The neutron star in the pair would still eject material, just as before.

 

But the rate of those events is even fuzzier.

"Maybe even they are the dominant ones producing r-process elements," Janka said. "We don't know. We need better data."

That data may already be on its way.

 

The last few orbits of a neutron star merger or a merger between a neutron star and a black hole warp and drag space-time so much that gravitational waves roar out of the system.

 

LIGO (the Laser Interferometer Gravitational-Wave Observatory), which has already succeeded at "hearing" such a crescendo between merging black holes, is approaching a sensitivity that should let it start picking up neutron star mergers in distant galaxies.

 

The longer it doesn't, the less often it seems these events occur.

 

Once LIGO reaches its full design sensitivity, a non-detection could spell doom for neutron star merger models.

"If they still have not found something, there will be a moment in which Enrico [Ramirez-Ruiz] and Brian [Metzger], etcetera, should wonder, and get back to the board," said Selma de Mink, an astrophysicist at the University of Amsterdam.

The dream, though, is to go beyond making inferences about r-process events and see one actually in action.

 

Two teams may have already done so (An r-Process Kilonova Associated with the Short-Hard GRB 130603B).

 

In 2013, the Swift satellite picked up a short gamma-ray burst:

a type of event also attributed to colliding neutron stars. Other telescopes zoomed in on the aftermath.
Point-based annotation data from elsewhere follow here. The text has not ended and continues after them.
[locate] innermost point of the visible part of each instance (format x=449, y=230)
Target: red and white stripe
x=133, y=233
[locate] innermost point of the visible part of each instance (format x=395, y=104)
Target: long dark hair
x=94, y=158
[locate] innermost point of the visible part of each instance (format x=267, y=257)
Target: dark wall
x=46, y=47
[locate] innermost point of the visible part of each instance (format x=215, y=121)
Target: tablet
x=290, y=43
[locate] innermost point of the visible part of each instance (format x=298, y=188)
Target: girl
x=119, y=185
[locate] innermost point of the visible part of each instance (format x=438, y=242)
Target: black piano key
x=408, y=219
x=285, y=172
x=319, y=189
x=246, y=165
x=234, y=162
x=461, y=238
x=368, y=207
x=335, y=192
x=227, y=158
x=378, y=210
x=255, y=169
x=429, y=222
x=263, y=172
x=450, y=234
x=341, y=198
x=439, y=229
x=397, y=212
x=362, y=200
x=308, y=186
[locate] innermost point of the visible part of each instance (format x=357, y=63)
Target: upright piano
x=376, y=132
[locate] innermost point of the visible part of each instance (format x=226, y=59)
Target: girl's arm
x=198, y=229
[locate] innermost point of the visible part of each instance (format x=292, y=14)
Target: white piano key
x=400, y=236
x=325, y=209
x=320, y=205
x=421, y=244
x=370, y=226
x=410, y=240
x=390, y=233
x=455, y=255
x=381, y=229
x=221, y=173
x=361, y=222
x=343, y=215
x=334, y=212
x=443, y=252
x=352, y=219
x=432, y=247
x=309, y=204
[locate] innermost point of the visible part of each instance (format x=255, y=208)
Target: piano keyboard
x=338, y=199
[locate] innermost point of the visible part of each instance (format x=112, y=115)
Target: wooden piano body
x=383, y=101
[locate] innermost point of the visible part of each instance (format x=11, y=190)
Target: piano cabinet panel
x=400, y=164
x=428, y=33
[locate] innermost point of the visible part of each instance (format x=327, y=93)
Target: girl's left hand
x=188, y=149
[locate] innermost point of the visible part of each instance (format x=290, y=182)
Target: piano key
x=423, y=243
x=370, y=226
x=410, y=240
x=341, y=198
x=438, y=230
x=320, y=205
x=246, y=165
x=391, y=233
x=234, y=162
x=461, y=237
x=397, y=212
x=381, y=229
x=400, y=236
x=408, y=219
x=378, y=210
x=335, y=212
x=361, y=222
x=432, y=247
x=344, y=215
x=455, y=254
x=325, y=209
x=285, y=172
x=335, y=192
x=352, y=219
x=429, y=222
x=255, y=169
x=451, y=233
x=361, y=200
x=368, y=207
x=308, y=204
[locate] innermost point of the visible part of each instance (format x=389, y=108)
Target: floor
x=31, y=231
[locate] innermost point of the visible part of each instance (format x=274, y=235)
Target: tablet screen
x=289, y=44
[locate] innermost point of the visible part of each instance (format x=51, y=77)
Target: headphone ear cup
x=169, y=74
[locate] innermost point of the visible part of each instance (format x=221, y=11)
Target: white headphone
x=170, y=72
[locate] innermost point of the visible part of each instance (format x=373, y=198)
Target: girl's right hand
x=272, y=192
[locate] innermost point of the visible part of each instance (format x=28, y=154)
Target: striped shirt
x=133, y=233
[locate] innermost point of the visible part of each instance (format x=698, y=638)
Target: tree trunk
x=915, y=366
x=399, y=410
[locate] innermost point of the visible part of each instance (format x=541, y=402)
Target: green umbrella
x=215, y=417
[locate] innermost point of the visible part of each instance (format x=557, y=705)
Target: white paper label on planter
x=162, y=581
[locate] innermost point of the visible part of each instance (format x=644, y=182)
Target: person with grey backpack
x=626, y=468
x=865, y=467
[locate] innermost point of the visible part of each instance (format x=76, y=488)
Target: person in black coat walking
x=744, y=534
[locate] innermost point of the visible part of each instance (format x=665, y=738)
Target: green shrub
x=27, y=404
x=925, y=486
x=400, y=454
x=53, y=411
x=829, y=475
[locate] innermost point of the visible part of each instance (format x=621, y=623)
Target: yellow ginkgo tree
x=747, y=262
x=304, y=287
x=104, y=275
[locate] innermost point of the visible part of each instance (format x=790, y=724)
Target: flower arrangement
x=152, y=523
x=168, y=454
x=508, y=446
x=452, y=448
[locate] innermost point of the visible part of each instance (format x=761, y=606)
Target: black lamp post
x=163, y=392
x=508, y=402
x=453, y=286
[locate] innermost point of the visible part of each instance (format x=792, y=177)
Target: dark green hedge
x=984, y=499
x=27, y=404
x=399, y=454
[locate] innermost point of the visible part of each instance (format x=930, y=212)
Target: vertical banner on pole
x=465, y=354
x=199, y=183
In simulations, an observational signature called a kilonova follows neutron-star mergers.

 

The radioactive nuclei made through the r process spread and glow, causing the system to ramp up in brightness for about a week before starting to fade. And these elements are so opaque that only red light can penetrate out.

 

The 2013 event matched both predictions, but it was so far away that it was hard to fully interpret.

"It's not compelling but it's suggestive," Metzger said.

Many of the astronomers who made that discovery are now part of teams hoping to find a closer, more definitive kilonova.

 

That entails pouncing on a LIGO signal from merging neutron stars and quickly finding its source in the sky with more traditional telescopes - perhaps even measuring its light spectrum using something like the upcoming James Webb Space Telescope.

 

In doing so, it may be possible to see a cloud of newborn r-process elements - or to infer something from their absence.

"The world of gamma-ray bursts has trained us very well," said Wen-fai Fong of the University of Arizona. "It is definitely like a race. How quickly can you react?"